Thinking Out Loud
Substack still seems perfectly comfortable making money off Nazis. People still seem perfectly comfortable making excuses for Nazis. Platformer has left Substack, and yet nothing seems to (or potentially will) happen. I’d love it if y’all could join me over on Patreon, but I know that might not be a guarantee. I’d love to be able to be able to take an appropriately ethical stance here — see: Neil Young and Joni Mitchell leaving Spotify in protest over Joe Rogan — but I’m neither Neil nor Joni, and it’s not like their leaving Spotify has impacted Spotify’s bottom line at all.

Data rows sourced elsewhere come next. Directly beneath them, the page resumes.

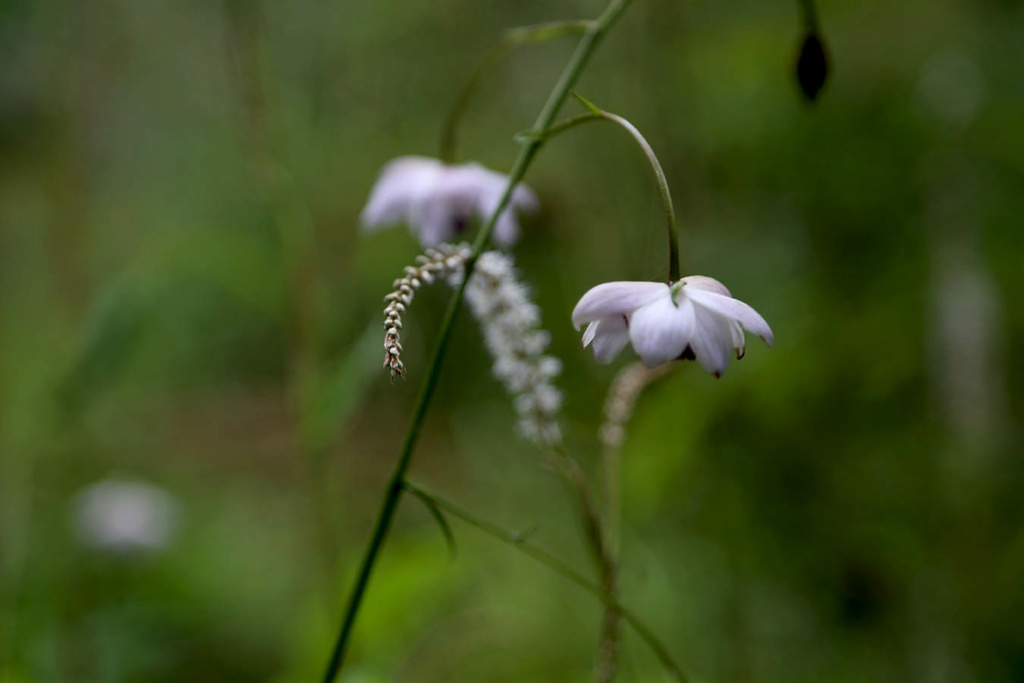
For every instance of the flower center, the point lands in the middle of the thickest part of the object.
(674, 290)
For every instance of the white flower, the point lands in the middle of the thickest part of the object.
(511, 325)
(695, 317)
(125, 516)
(439, 202)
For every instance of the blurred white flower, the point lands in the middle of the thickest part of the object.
(693, 318)
(125, 516)
(511, 325)
(440, 202)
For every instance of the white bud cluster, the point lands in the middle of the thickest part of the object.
(439, 262)
(510, 322)
(622, 400)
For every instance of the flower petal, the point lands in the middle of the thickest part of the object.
(611, 337)
(707, 284)
(613, 299)
(401, 183)
(713, 340)
(738, 340)
(660, 330)
(732, 308)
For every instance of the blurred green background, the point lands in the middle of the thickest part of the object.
(184, 300)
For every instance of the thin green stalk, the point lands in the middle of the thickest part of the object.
(511, 39)
(520, 542)
(810, 15)
(596, 114)
(590, 40)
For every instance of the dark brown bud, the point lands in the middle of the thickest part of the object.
(812, 67)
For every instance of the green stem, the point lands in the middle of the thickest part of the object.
(511, 39)
(663, 182)
(590, 40)
(810, 15)
(520, 542)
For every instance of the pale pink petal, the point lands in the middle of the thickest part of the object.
(611, 337)
(660, 331)
(612, 299)
(707, 284)
(732, 308)
(738, 339)
(713, 341)
(401, 184)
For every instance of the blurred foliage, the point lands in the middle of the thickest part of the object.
(185, 299)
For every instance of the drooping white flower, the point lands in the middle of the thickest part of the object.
(693, 318)
(125, 516)
(511, 325)
(439, 202)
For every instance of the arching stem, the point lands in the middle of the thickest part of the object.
(511, 40)
(663, 182)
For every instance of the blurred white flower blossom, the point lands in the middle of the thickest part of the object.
(511, 333)
(693, 318)
(125, 517)
(440, 202)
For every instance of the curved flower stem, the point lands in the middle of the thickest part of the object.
(663, 182)
(591, 38)
(810, 15)
(511, 39)
(522, 543)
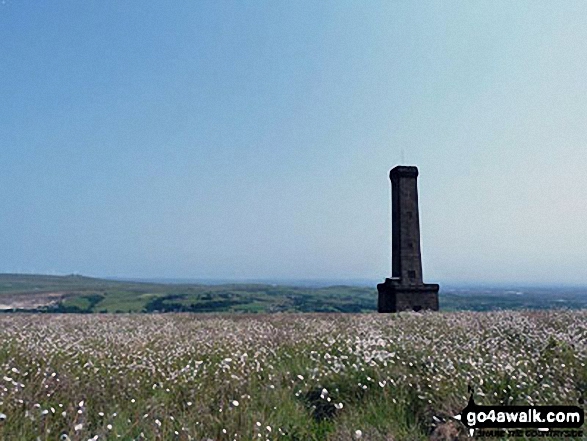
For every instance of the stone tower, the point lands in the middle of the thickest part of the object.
(405, 290)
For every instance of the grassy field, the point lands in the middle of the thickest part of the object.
(77, 294)
(279, 376)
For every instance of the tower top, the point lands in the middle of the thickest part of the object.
(403, 171)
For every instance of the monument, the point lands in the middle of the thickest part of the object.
(405, 290)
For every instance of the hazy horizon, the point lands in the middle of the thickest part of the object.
(217, 140)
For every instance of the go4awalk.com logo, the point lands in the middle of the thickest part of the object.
(543, 421)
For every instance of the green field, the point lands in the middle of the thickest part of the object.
(279, 376)
(80, 294)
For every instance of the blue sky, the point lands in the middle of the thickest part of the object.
(253, 139)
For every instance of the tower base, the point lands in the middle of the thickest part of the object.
(395, 296)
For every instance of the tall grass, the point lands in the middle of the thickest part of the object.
(292, 377)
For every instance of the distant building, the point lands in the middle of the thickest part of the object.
(405, 290)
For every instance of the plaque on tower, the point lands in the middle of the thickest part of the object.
(405, 290)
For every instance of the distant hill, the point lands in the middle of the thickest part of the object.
(80, 294)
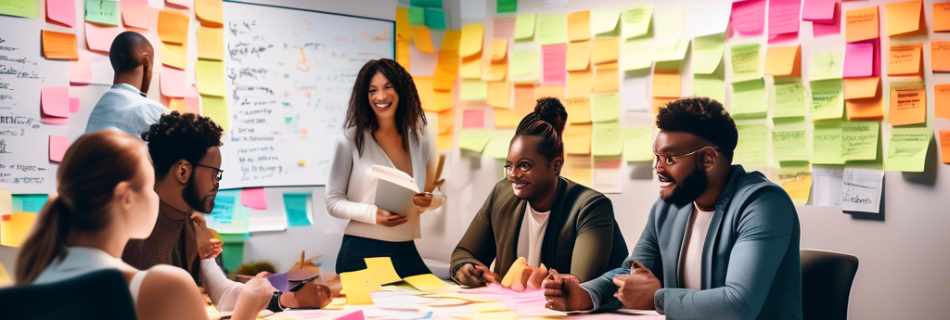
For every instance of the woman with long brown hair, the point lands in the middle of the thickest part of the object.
(105, 197)
(385, 126)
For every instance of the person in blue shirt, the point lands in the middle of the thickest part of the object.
(125, 106)
(719, 243)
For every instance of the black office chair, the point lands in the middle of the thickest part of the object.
(102, 294)
(826, 284)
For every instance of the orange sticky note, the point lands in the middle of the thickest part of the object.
(172, 27)
(578, 56)
(905, 60)
(605, 50)
(578, 26)
(862, 24)
(784, 61)
(210, 13)
(59, 46)
(905, 18)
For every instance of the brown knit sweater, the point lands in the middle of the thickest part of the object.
(172, 242)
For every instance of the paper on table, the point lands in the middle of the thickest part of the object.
(861, 189)
(907, 150)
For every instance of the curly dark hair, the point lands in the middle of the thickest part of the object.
(410, 119)
(180, 136)
(703, 117)
(546, 122)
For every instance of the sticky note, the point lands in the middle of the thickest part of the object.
(862, 24)
(908, 104)
(827, 99)
(745, 62)
(787, 99)
(356, 285)
(524, 26)
(578, 26)
(784, 61)
(905, 18)
(907, 149)
(577, 138)
(210, 13)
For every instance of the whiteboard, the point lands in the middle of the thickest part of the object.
(289, 76)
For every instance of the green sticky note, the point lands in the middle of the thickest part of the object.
(417, 16)
(787, 99)
(435, 18)
(635, 21)
(102, 12)
(637, 144)
(707, 53)
(552, 29)
(20, 8)
(827, 143)
(907, 149)
(752, 148)
(505, 6)
(825, 65)
(297, 208)
(607, 139)
(605, 107)
(524, 26)
(706, 85)
(749, 99)
(827, 99)
(474, 90)
(859, 140)
(745, 62)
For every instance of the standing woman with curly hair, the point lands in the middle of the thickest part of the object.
(385, 126)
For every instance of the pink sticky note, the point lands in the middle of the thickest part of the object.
(254, 198)
(859, 59)
(73, 105)
(55, 101)
(99, 38)
(555, 64)
(748, 17)
(62, 12)
(172, 82)
(57, 147)
(819, 10)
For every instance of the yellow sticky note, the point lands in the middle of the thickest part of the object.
(15, 227)
(210, 43)
(356, 285)
(426, 282)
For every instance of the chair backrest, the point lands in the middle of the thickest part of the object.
(826, 283)
(102, 294)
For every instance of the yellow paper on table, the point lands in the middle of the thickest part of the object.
(578, 56)
(15, 227)
(211, 43)
(577, 138)
(784, 61)
(172, 27)
(472, 37)
(862, 24)
(905, 18)
(357, 288)
(578, 26)
(215, 108)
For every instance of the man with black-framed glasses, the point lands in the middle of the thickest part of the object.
(720, 243)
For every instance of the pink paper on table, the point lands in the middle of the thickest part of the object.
(555, 64)
(819, 10)
(748, 17)
(57, 147)
(254, 198)
(173, 82)
(62, 12)
(99, 38)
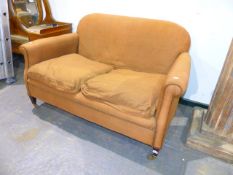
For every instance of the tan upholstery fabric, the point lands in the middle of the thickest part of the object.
(38, 28)
(66, 73)
(139, 44)
(179, 72)
(19, 39)
(126, 90)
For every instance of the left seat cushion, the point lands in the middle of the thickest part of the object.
(67, 73)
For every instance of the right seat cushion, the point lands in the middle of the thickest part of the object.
(66, 73)
(126, 90)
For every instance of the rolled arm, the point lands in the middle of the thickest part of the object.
(179, 72)
(47, 48)
(175, 86)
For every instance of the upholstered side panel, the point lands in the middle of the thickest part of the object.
(125, 42)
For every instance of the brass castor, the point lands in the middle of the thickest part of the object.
(33, 100)
(154, 154)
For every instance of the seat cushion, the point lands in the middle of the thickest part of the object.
(66, 73)
(126, 90)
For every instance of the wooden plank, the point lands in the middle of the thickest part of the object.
(219, 117)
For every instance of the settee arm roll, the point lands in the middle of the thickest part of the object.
(179, 73)
(47, 48)
(175, 86)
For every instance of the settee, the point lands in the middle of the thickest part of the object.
(123, 73)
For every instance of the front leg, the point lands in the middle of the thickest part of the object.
(33, 100)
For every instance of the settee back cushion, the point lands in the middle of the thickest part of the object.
(136, 43)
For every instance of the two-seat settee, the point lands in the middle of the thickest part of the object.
(123, 73)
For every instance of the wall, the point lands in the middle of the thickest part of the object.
(209, 23)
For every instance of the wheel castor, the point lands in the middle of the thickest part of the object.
(154, 154)
(33, 100)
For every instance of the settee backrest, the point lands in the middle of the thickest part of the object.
(139, 44)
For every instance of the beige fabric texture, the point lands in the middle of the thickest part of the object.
(67, 73)
(138, 44)
(126, 90)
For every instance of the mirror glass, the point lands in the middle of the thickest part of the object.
(26, 11)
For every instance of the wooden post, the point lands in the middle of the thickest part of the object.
(219, 117)
(212, 131)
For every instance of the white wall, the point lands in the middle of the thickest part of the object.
(209, 22)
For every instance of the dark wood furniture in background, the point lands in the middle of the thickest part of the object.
(31, 20)
(212, 131)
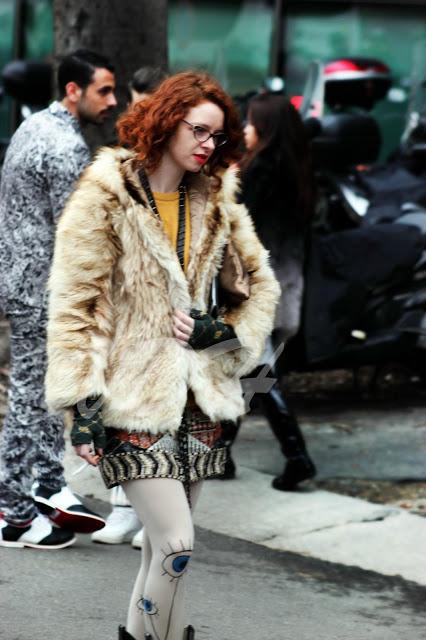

I also seem to be always thinking through what it means to engage in an online narrative space (or any sort of expected narrative space) at all, as the way we do currently engage with narrative often does seem to be an updated version of this —
"The noise of the game shows' shrieks and laughter injects the home with the needed adrenaline for getting up in the morning and doing the heavy chores," she explains, while the "heartbreak, confusion, restrained passion, and romance of families in the soaps provides the anesthesia to fill out the hollows of long afternoons when children are napping and there is ironing or nothing at all to be done." Throughout the day, commercial breaks provide predictable opportunities to turn on the vacuum, take out the trash, move the laundry between machines, and so on. The particular function of serialization in afternoon soap operas is an important aspect of Lopate's study of housework. In contrast to the morning game shows, but also to evening serials, which "speeded up to collapse the dull moments of everyday life," soap opera time "expanded . . . everyday life, which often induces boredom and restlessness when taken in its own time, becomes filled with poignancy when the moment can be languished upon." In so many ways, it would seem, this programming provided a form of compensation for work otherwise unwaged or low-waged, work that often is not described as work, but called other things instead: responsibility, care, or love.
And if I go into a narrative space knowing that the person on the other end will be distracted in a certain, uniquely ‘modern’ way, then how does that impact me? Yes, it would be fine — perhaps even normal — if I found one, catchy thing for this newsletter to do and simply stuck with it. I could even try and find a writerly way of adopting the TikTok/Twitter cliche of, “Stop scrolling! This is important!” (Though how is that any different from the television cliche of ‘Don’t touch that dial?’)
Point being: nazis bad. Private club on Patreon = … good? Contemporary narrative structures are what they are, but — as a kind of rallying cry, as a sign of hope amongst all this, as Greta Gerwig once said in an interview with The Off Camera Show — “Story structure is our birthright.”